In my opinion, this should either be properly handled at the Windows kernel level or at least clearly documented for CancelIoEx
.The first option seems unrealistic because any change to APC mechanisms could introduce unpredictable backward-compatibility issues. As a result, the documentation promises non-blocking behavior, but in practice blocking can occur.
Practical Consequences
- In Go tests, this appeared as a rare flaky test — TestPipeIOCloseRace — which would occasionally fail in CI.
- In a real-world service, a thread working asynchronously with a network socket was scheduled to perform synchronous I/O on a pipe — and hung in
CancelIoEx
. - From the outside, the process still appeared alive, but internally a critical goroutine was permanently blocked.

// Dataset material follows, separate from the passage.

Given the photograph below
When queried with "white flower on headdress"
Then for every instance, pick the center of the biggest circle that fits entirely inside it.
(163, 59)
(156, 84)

- The problem is extremely difficult to reproduce — it may not appear for weeks in testing, but can suddenly strike in production and freeze a critical service.
Possible Solutions
- Proper handle management
- Do not call CancelIoEx for synchronous handles (created without FILE_FLAG_OVERLAPPED).
- To cancel synchronous operations, use
CancelSynchronousIo
.
These measures eliminate the blocking risk but require changes in the Go runtime.
- Minimize pipe usage
If possible, avoid using pipes in critical paths of the code to reduce the likelihood of hitting this issue. - Wait for the official fix
The Go team confirmed the problem and plans to fix it in Go 1.26 (see issue #64482).
Conclusion
This case demonstrated that a rare flaky test can hide a very real and dangerous production problem.
- Calling
CancelIoEx
on synchronous pipe handles can permanently block a thread, despite the documentation claiming otherwise. - In Go, the scheduler may assign a thread that previously performed asynchronous I/O to a synchronous operation. In such a situation, the thread will be unable to cancel its own asynchronous operations.
- Until the fix in Go 1.26, developers have only workarounds.
⚡ If your Go service on Windows hangs in CancelIoEx
and you can’t reproduce the problem, I hope this post helps you understand the cause and find a temporary workaround.